Given those details, my nod would go to Kesselring. Did more with less and showed some flashes of genius. Wasn't really suprised on a Strategic level anywhere but Anzio.


----------



## renrich (Aug 30, 2009)

No contest, Kesselring was much superior. Course, I am from Texas and Clark's name in Texas is mud for what he put the 36th through. IMO, Clark was pretty much an egotistcal DUD.


----------



## parsifal (Aug 30, 2009)

Ren, dont hold back now


----------



## Butters (Aug 30, 2009)

Kesselring may have been 'over-optimistic', but he never let that optimism (and let's face it...the situations that he faced in the last years of the war demanded some kind of emotional defense against despair...)color his appreciation of the facts. He was a very clear-headed and pragmatic commander who knew how to delegate authority and was more than willing to change his plans when the situation demanded it. The fact that most of his battles were defensive actions means that he is inevitably over-shadowed by those who fought the more interesting and exciting offensive campaigns. However, it is an axiom of war that few tasks demand more from a commander than effective and unflustered rear-guard action in the face of overwhelming enemy materiel superiority. 
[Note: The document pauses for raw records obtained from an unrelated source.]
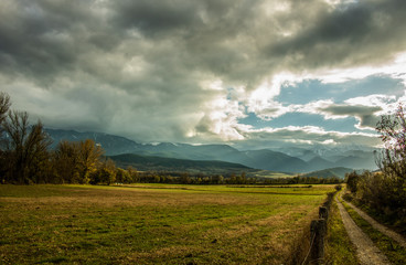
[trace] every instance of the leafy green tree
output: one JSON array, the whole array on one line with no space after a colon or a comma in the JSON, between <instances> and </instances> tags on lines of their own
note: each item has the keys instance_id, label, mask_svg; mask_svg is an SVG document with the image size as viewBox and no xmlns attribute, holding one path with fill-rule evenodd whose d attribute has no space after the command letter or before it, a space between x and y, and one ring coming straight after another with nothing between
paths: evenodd
<instances>
[{"instance_id":1,"label":"leafy green tree","mask_svg":"<svg viewBox=\"0 0 406 265\"><path fill-rule=\"evenodd\" d=\"M6 153L7 138L4 131L4 123L7 114L10 109L10 96L0 93L0 181L6 181L6 172L8 171L8 158Z\"/></svg>"},{"instance_id":2,"label":"leafy green tree","mask_svg":"<svg viewBox=\"0 0 406 265\"><path fill-rule=\"evenodd\" d=\"M54 173L63 183L79 183L78 144L63 140L57 144L53 155Z\"/></svg>"},{"instance_id":3,"label":"leafy green tree","mask_svg":"<svg viewBox=\"0 0 406 265\"><path fill-rule=\"evenodd\" d=\"M116 165L111 159L106 159L101 167L93 172L92 183L113 184L116 182Z\"/></svg>"}]
</instances>

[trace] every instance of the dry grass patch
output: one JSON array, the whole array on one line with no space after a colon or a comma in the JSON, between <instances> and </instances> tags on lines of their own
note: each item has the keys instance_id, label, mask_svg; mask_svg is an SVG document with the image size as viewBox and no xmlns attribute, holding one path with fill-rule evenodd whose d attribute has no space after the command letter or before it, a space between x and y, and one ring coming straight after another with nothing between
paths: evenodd
<instances>
[{"instance_id":1,"label":"dry grass patch","mask_svg":"<svg viewBox=\"0 0 406 265\"><path fill-rule=\"evenodd\" d=\"M0 186L1 263L280 264L328 190L152 188Z\"/></svg>"}]
</instances>

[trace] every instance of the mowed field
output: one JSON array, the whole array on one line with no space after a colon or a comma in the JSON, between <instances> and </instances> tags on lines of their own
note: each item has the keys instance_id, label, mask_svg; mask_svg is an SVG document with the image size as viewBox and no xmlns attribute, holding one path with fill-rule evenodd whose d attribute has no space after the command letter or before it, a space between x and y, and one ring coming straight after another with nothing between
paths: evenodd
<instances>
[{"instance_id":1,"label":"mowed field","mask_svg":"<svg viewBox=\"0 0 406 265\"><path fill-rule=\"evenodd\" d=\"M1 264L281 264L333 186L0 186Z\"/></svg>"}]
</instances>

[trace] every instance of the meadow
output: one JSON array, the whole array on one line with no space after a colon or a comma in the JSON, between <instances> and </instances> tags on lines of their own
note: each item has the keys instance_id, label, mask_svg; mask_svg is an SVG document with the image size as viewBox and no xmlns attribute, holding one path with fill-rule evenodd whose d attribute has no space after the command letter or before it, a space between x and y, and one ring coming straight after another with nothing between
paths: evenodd
<instances>
[{"instance_id":1,"label":"meadow","mask_svg":"<svg viewBox=\"0 0 406 265\"><path fill-rule=\"evenodd\" d=\"M288 263L333 186L0 186L2 264Z\"/></svg>"}]
</instances>

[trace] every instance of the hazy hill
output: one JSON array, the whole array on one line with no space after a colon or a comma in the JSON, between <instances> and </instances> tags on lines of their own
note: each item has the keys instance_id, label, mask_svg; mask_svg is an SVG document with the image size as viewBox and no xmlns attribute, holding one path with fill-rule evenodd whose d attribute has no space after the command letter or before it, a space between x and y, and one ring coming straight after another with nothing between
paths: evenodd
<instances>
[{"instance_id":1,"label":"hazy hill","mask_svg":"<svg viewBox=\"0 0 406 265\"><path fill-rule=\"evenodd\" d=\"M205 172L205 173L241 173L250 171L252 168L239 163L231 163L223 161L202 161L188 160L163 157L148 157L135 153L125 153L110 156L117 166L126 168L131 166L138 170L165 170L165 171L189 171L189 172Z\"/></svg>"},{"instance_id":2,"label":"hazy hill","mask_svg":"<svg viewBox=\"0 0 406 265\"><path fill-rule=\"evenodd\" d=\"M376 169L372 150L351 150L350 147L329 148L314 146L308 149L289 147L275 150L239 151L227 145L139 144L108 134L56 129L46 129L46 131L54 140L53 147L63 139L72 141L89 138L100 144L107 156L136 153L188 160L218 160L241 163L249 168L282 172L309 172L338 167Z\"/></svg>"},{"instance_id":3,"label":"hazy hill","mask_svg":"<svg viewBox=\"0 0 406 265\"><path fill-rule=\"evenodd\" d=\"M352 172L354 171L353 169L350 168L330 168L330 169L324 169L324 170L319 170L319 171L312 171L310 173L306 173L302 174L301 177L317 177L317 178L339 178L339 179L344 179L345 178L345 173Z\"/></svg>"}]
</instances>

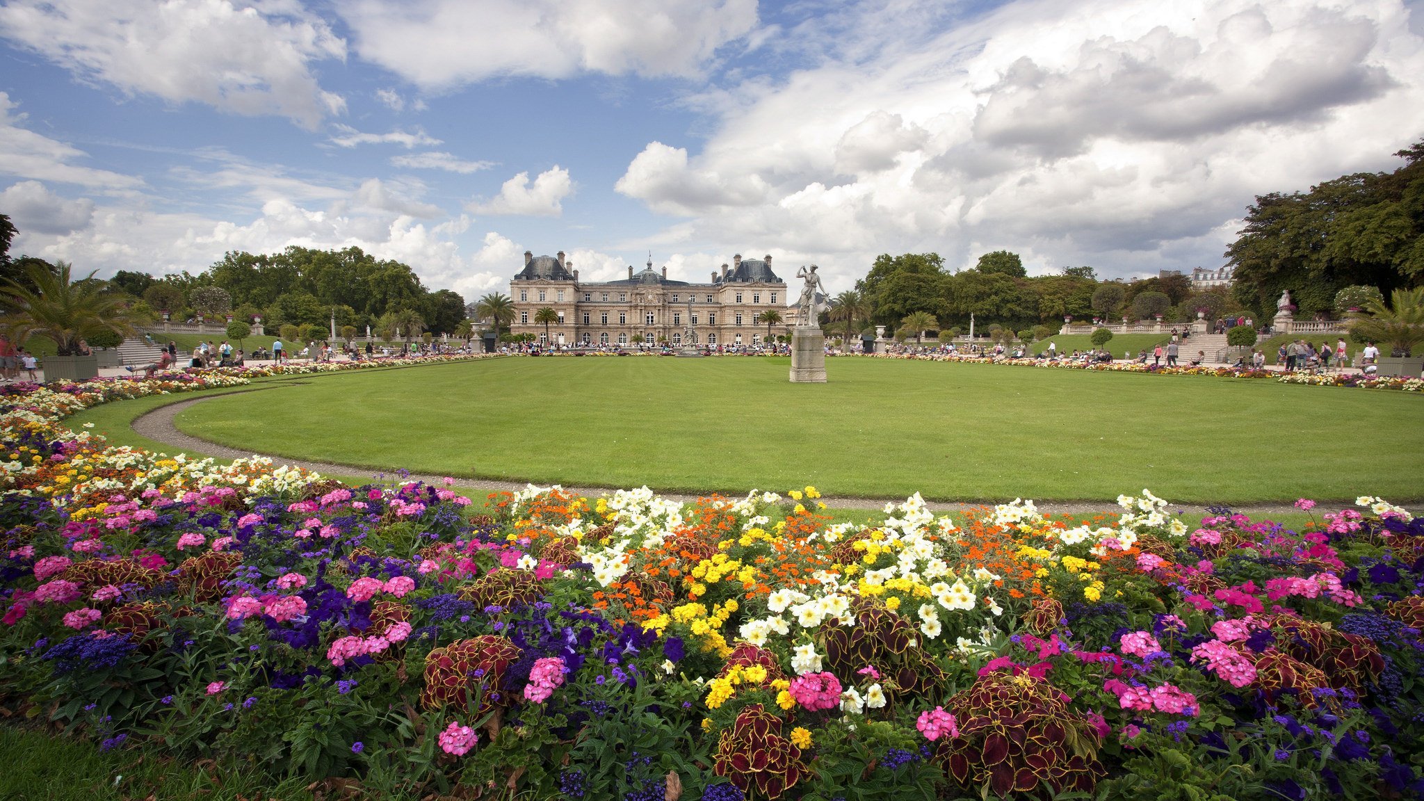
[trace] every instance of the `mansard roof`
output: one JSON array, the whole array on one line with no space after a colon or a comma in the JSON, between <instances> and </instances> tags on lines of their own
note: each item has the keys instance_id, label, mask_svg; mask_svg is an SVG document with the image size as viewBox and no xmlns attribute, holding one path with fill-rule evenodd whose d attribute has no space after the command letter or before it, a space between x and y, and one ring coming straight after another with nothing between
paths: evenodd
<instances>
[{"instance_id":1,"label":"mansard roof","mask_svg":"<svg viewBox=\"0 0 1424 801\"><path fill-rule=\"evenodd\" d=\"M726 275L728 281L736 282L752 282L760 281L763 284L785 284L780 278L772 272L772 265L766 264L759 258L745 258L742 264L736 265L736 269Z\"/></svg>"},{"instance_id":2,"label":"mansard roof","mask_svg":"<svg viewBox=\"0 0 1424 801\"><path fill-rule=\"evenodd\" d=\"M545 278L548 281L572 281L574 275L558 264L555 257L534 257L524 265L524 269L514 277L515 281L534 281Z\"/></svg>"}]
</instances>

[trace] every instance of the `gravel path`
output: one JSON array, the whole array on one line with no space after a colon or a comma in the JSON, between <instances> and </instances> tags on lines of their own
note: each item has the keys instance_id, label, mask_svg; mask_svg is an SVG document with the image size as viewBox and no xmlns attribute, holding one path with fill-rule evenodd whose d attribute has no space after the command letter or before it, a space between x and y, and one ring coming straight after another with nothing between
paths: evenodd
<instances>
[{"instance_id":1,"label":"gravel path","mask_svg":"<svg viewBox=\"0 0 1424 801\"><path fill-rule=\"evenodd\" d=\"M266 391L266 389L276 389L276 388L275 386L263 386L263 388L248 389L246 392L262 392L262 391ZM226 395L231 395L231 393L226 393ZM245 459L245 458L251 458L251 456L262 456L261 453L252 453L252 452L248 452L248 450L238 450L235 448L228 448L226 445L218 445L216 442L209 442L206 439L199 439L199 438L195 438L195 436L191 436L191 435L187 435L187 433L178 430L178 426L174 425L174 418L177 418L178 413L181 413L184 409L187 409L187 408L189 408L189 406L192 406L195 403L202 403L206 399L208 398L192 398L189 400L179 400L177 403L169 403L167 406L161 406L158 409L154 409L152 412L148 412L147 415L142 415L142 416L137 418L134 420L134 423L132 423L132 428L134 428L135 432L138 432L142 436L147 436L148 439L152 439L152 440L157 440L157 442L162 442L164 445L169 445L172 448L177 448L178 450L187 452L187 453L191 453L191 455L216 456L219 459ZM275 460L286 463L286 465L293 465L293 466L298 466L298 467L302 467L302 469L306 469L306 470L313 470L313 472L325 473L325 475L342 475L342 476L365 476L365 475L370 475L373 477L377 475L377 473L373 473L370 470L370 467L357 467L355 465L336 465L333 462L308 462L308 460L302 460L302 459L288 459L285 456L272 456L272 458ZM389 476L389 473L387 473L387 476ZM441 479L441 476L427 476L427 475L419 475L419 473L412 473L410 477L414 479L414 480L423 480L423 482L427 482L427 483L430 483L430 482L439 482ZM500 482L500 480L488 480L488 479L456 479L454 480L454 486L463 487L463 489L467 489L467 490L480 490L480 492L488 493L488 492L498 492L498 490L510 490L510 492L521 490L521 489L524 489L528 485L527 485L527 482ZM615 489L619 489L619 487L577 487L577 486L568 486L568 487L564 487L564 489L568 489L570 492L577 492L580 495L598 496L598 495L602 495L602 493L612 493ZM748 487L748 489L750 489L750 487ZM671 499L684 500L684 502L692 502L692 500L698 499L696 495L681 495L681 493L659 493L659 495L662 495L664 497L671 497ZM874 497L824 497L822 500L826 503L826 506L834 507L834 509L880 509L880 507L883 507L886 505L887 499L883 499L883 497L881 499L874 499ZM896 500L903 500L903 499L896 499ZM937 512L937 513L938 512L960 512L960 513L963 513L967 509L983 507L985 505L993 505L993 503L994 502L991 502L991 500L983 500L983 502L938 502L938 500L933 500L933 502L928 502L927 506L931 510ZM1045 515L1091 515L1091 513L1095 513L1095 512L1114 512L1115 513L1118 510L1116 505L1108 503L1108 502L1052 502L1052 500L1044 500L1044 502L1037 502L1037 506L1038 506L1038 510L1042 512L1042 513L1045 513ZM1329 509L1330 505L1329 503L1321 503L1321 507ZM1183 512L1186 512L1189 515L1205 515L1206 513L1205 507L1190 506L1190 505L1173 505L1171 509L1172 510L1179 510L1180 509L1180 510L1183 510ZM1292 506L1289 506L1289 505L1253 505L1253 506L1233 507L1233 510L1245 513L1245 515L1249 515L1252 517L1263 517L1263 516L1273 516L1273 515L1287 515L1287 513L1293 513L1294 512L1294 509Z\"/></svg>"}]
</instances>

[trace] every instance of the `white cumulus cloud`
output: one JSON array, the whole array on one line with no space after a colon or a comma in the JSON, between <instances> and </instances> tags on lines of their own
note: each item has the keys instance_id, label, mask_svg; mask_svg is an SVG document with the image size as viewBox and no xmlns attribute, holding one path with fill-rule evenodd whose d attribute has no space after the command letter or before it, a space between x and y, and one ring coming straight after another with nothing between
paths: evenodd
<instances>
[{"instance_id":1,"label":"white cumulus cloud","mask_svg":"<svg viewBox=\"0 0 1424 801\"><path fill-rule=\"evenodd\" d=\"M500 194L488 201L467 204L474 214L518 214L527 217L560 217L562 201L574 192L568 170L557 164L540 172L530 181L528 172L520 172L500 187Z\"/></svg>"},{"instance_id":2,"label":"white cumulus cloud","mask_svg":"<svg viewBox=\"0 0 1424 801\"><path fill-rule=\"evenodd\" d=\"M229 0L11 0L0 36L75 77L171 103L276 114L305 128L345 110L312 63L346 43L290 3Z\"/></svg>"},{"instance_id":3,"label":"white cumulus cloud","mask_svg":"<svg viewBox=\"0 0 1424 801\"><path fill-rule=\"evenodd\" d=\"M756 27L756 0L350 0L355 48L424 88L580 71L692 76Z\"/></svg>"}]
</instances>

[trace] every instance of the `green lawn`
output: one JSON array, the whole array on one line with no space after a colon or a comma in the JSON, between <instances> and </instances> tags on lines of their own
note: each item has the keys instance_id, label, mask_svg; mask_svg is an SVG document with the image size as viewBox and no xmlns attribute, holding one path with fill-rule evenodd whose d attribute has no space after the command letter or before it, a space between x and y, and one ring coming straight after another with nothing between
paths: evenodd
<instances>
[{"instance_id":1,"label":"green lawn","mask_svg":"<svg viewBox=\"0 0 1424 801\"><path fill-rule=\"evenodd\" d=\"M205 400L205 439L369 469L664 490L1179 502L1424 497L1424 399L1272 381L830 359L548 358ZM1321 475L1330 476L1321 480Z\"/></svg>"}]
</instances>

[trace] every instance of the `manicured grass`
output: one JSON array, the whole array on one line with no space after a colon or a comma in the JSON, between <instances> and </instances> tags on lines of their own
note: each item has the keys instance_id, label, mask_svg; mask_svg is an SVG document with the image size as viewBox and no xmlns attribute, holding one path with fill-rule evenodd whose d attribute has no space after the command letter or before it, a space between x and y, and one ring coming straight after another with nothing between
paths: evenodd
<instances>
[{"instance_id":1,"label":"manicured grass","mask_svg":"<svg viewBox=\"0 0 1424 801\"><path fill-rule=\"evenodd\" d=\"M1272 381L786 358L545 358L308 376L184 430L370 469L665 490L1173 502L1424 497L1424 399ZM1330 480L1320 480L1321 475Z\"/></svg>"},{"instance_id":2,"label":"manicured grass","mask_svg":"<svg viewBox=\"0 0 1424 801\"><path fill-rule=\"evenodd\" d=\"M1158 342L1166 345L1172 341L1172 334L1116 334L1108 341L1108 352L1112 358L1121 359L1124 353L1132 352L1134 356L1138 351L1151 352ZM1028 346L1034 353L1042 353L1048 349L1048 343L1052 342L1058 345L1059 353L1072 353L1074 351L1092 351L1092 332L1088 334L1069 334L1067 336L1049 336L1048 339L1040 339Z\"/></svg>"},{"instance_id":3,"label":"manicured grass","mask_svg":"<svg viewBox=\"0 0 1424 801\"><path fill-rule=\"evenodd\" d=\"M0 725L6 801L309 801L310 780L273 780L251 765L194 764L154 751L100 751L91 743Z\"/></svg>"}]
</instances>

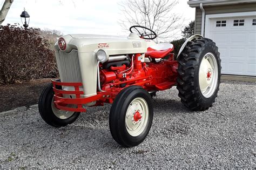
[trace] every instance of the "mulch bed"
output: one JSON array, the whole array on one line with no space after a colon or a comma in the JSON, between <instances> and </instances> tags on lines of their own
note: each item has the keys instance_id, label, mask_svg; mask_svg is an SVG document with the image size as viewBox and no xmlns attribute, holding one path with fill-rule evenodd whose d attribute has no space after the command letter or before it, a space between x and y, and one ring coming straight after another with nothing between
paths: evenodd
<instances>
[{"instance_id":1,"label":"mulch bed","mask_svg":"<svg viewBox=\"0 0 256 170\"><path fill-rule=\"evenodd\" d=\"M0 85L0 112L37 104L43 89L50 82L51 79L47 78Z\"/></svg>"}]
</instances>

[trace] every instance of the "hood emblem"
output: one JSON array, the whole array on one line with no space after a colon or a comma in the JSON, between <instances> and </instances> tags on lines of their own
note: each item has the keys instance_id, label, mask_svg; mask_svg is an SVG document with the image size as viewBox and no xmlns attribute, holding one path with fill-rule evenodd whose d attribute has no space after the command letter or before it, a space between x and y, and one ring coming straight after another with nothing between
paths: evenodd
<instances>
[{"instance_id":1,"label":"hood emblem","mask_svg":"<svg viewBox=\"0 0 256 170\"><path fill-rule=\"evenodd\" d=\"M99 43L99 44L98 44L98 47L99 48L105 48L108 47L109 47L109 46L107 43Z\"/></svg>"}]
</instances>

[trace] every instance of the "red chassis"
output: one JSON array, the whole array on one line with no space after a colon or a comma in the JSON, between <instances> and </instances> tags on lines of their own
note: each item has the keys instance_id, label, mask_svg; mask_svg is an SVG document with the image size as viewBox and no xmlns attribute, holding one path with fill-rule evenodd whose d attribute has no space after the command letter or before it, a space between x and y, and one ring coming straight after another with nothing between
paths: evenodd
<instances>
[{"instance_id":1,"label":"red chassis","mask_svg":"<svg viewBox=\"0 0 256 170\"><path fill-rule=\"evenodd\" d=\"M171 49L172 50L173 49ZM171 50L170 50L171 51ZM159 57L165 53L171 51L162 51ZM152 55L151 55L152 56ZM138 85L149 92L163 91L171 88L176 84L178 63L174 60L173 53L170 53L168 59L159 62L142 63L140 54L131 55L132 59L130 65L111 66L107 69L100 71L100 81L102 91L98 91L97 94L87 98L82 98L84 94L79 86L82 82L66 83L52 80L54 94L54 104L60 110L85 112L83 104L97 101L95 106L103 106L104 103L113 103L116 96L124 88L130 85ZM146 54L147 57L147 54ZM133 59L134 58L134 59ZM134 60L134 61L133 61ZM102 64L99 64L102 66ZM75 91L64 91L58 88L58 86L73 86ZM63 94L75 94L76 98L64 98ZM67 107L68 104L77 105L77 108Z\"/></svg>"}]
</instances>

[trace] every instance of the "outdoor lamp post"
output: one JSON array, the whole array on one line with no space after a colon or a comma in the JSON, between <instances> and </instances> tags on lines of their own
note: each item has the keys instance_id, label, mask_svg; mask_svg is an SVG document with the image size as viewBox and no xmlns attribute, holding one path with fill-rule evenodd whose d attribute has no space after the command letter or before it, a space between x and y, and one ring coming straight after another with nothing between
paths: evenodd
<instances>
[{"instance_id":1,"label":"outdoor lamp post","mask_svg":"<svg viewBox=\"0 0 256 170\"><path fill-rule=\"evenodd\" d=\"M23 26L25 28L27 28L29 26L30 17L30 16L29 16L28 12L25 11L24 8L24 11L22 12L22 14L21 14L21 19L22 20L22 23L23 24ZM28 18L29 19L28 22L27 21Z\"/></svg>"}]
</instances>

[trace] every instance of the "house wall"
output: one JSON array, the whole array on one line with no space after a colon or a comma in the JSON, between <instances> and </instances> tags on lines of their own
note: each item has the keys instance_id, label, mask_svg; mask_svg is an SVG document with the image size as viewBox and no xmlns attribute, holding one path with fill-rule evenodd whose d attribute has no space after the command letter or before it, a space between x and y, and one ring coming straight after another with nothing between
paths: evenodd
<instances>
[{"instance_id":1,"label":"house wall","mask_svg":"<svg viewBox=\"0 0 256 170\"><path fill-rule=\"evenodd\" d=\"M256 3L240 3L228 5L204 6L205 15L256 11ZM200 8L196 9L195 34L201 34L202 11Z\"/></svg>"}]
</instances>

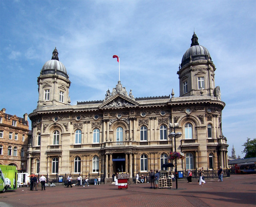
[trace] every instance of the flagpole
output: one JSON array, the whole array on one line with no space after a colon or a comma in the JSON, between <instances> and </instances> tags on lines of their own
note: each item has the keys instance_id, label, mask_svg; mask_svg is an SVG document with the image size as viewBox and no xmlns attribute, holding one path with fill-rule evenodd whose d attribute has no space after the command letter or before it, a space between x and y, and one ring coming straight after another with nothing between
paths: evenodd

Clark was undoubtably an excellent trainer of combat troops, but demonstrated little, if any, of the brilliance and flair that is the hallmark of an above-average field commander. Much of his rapid rise to prominence can be more justifiably attributed to his friendship with Marshall and Eisenhower, than to any personal demonstrations of operational/tactical elan. And of course, his blatantly egotistical decision to divert his army from its essential raison d'etre, ie; the destruction of German military power in Italy - in exchange for the title as Liberator of Rome, speaks for itself...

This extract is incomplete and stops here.